No cinema, a opressão não foi diferente. O documentário Cabra Marcado para Morrer, obra do recentemente falecido cineasta Eduardo Coutinho, é um filme cuja produção foi interrompida pelo golpe e só pôde ser terminada 20 anos depois.

“Coutinho não teve alternativa. Ninguém poderia fazer naquele momento um filme que falasse de reforma agrária, ligas camponesas, seria um risco de prisão, tortura e até desaparecimento para o realizador”, ressalta o produtor cultural Fabiano Canosa, um dos responsáveis pela programação do Cine Paissandu, símbolo de resistência cultural do Rio de Janeiro nos anos 1960 e 1970.

Outros documentaristas enfrentaram problemas com o regime militar, mas o caso mais notável, segundo Canosa, foi o de Olney São Paulo.

Seus filmes, como Manhã Cinzenta, filmado entre 1968 e 1969, continham cenas das manifestações de rua daquela época e foram proibidos.

“A gente assistia clandestinamente. Olney pagou por isso com a vida dele. Foi preso, torturado, fizeram gato e sapato dele, que ficou tuberculoso e acabou morrendo”, conta Canosa.

Com relação ao Cinema Novo, movimento inaugurado por Nelson Pereira dos Santos e que teve como nome mais conhecido o do cineasta Glauber Rocha, Canossa tem outra visão. “Eles achavam que poderiam permitir a exibição de certos filmes porque eram incompreensíveis para o povo brasileiro, em um claro menosprezo pelo povo e pelos cinéfilos. Terra em Transe, de Glauber, lançado em agosto de 1967, chegou a ser proibido, mas a censura voltou atrás com base nessa justificativa, a de que o povo brasileiro não entenderia o filme”, comenta.

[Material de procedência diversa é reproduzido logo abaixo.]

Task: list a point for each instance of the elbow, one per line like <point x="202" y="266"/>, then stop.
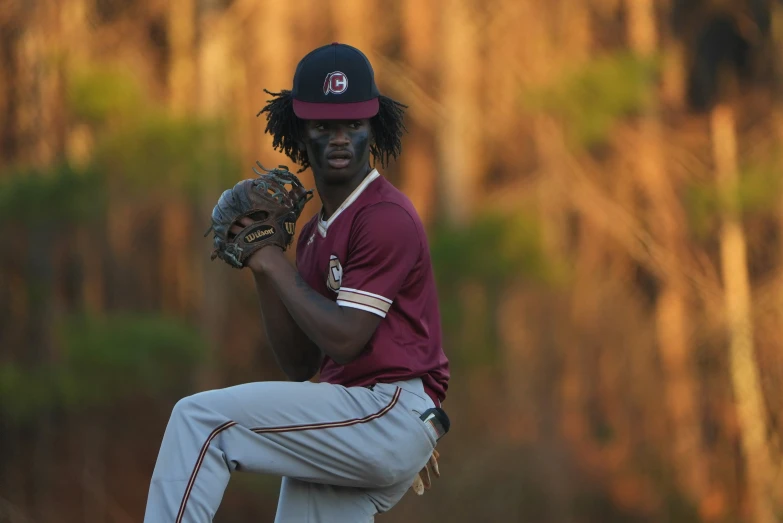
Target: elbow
<point x="345" y="353"/>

Documentarista que iniciou trabalho nos últimos anos do regime militar, o cineasta Silvio Tendler conta que enfrentou dificuldades para realizar seu trabalho. “Quando fiz meu documentário sobre os anos JK [1980], muitas pessoas tinham medo de dar entrevista. Faltavam imagens como a de [Geraldo] Vandré cantando Caminhando [canção mais conhecida como Pra Não Dizer que Não Falei das Flores]. Os órgãos de repressão sumiram com aquelas imagens. Em 1965, os artistas vaiaram o general Castello Branco [então presidente da República empossado pelo golpe] no Hotel Glória e só há fotos, e poucas, disso. Não há registro em filmes”, diz.

O episódio do Hotel Glória ocorreu em novembro de 1965, quando Castello Branco chegava ao Hotel Glória, no Rio de Janeiro, para participar da 2ª Conferência Extraordinária da Organização dos Estados Americanos (OEA). Um dos presos foi o escritor e jornalista Carlos Heitor Cony. Segundo ele, fazer a conferência no Brasil, naquele ano, foi o resultado de um esforço diplomático do regime militar para mostrar que o país continuava sendo uma democracia, apesar do golpe do ano anterior.

Cony guarda na memória as dificuldades de se lidar com a censura do regime militar, mesmo antes do fechamento total da ditadura, que ocorreu após o AI-5. “A gente contava com dois fatores, um a favor e outro contra. O a favor era o seguinte: os censores eram muito burros, então não percebiam certas nuances. Por sua vez, por serem muito burros, muitas vezes cismavam com coisas que não tinham nada demais e proibiam uma peça ou uma música”, conta o membro da Academia Brasileira de Letras.

Com relação aos jornais, a maioria apoiou o golpe militar, mas logo depois passou a criticar o regime e foi censurada.

A repressão não tardou a chegar à imprensa.

Cony, que trabalhava no carioca Correio da Manhã, conta que, nos dias 31 de março e 1º de abril de 1964, o jornal publicou em sua primeira página dois veementes editoriais, com os títulos de “Basta!” e “Fora!”, pedindo a derrubada do Jango. Logo depois, no entanto, passou a noticiar os protestos nas ruas. A resposta da ditadura foi a prisão da proprietária do jornal, Niomar Moniz Sodré Bittencourt, e dos principais redatores, entre eles o próprio escritor.

Os grandes jornais, de maneira geral, começaram a retirar o apoio ao golpe assim que a classe média e o o empresariado nacional se viam afastados das decisões de poder e percebiam que a vida politica se restringia à submissão ao regime militar.

Surgiram as primeiras revistas semanais voltadas para o noticiario politico, nos moldes da Time americana.

A Veja, criada em 1968, foi a primeira do gênero e teve vários exemplares apreendidos pela policia, ainda nas bancas.

O jornal O Estado de S. Paulo, tradicional porta-voz do empresariado paulista, passou a publicar poemas no lugar das reportagens cortadas pela censura.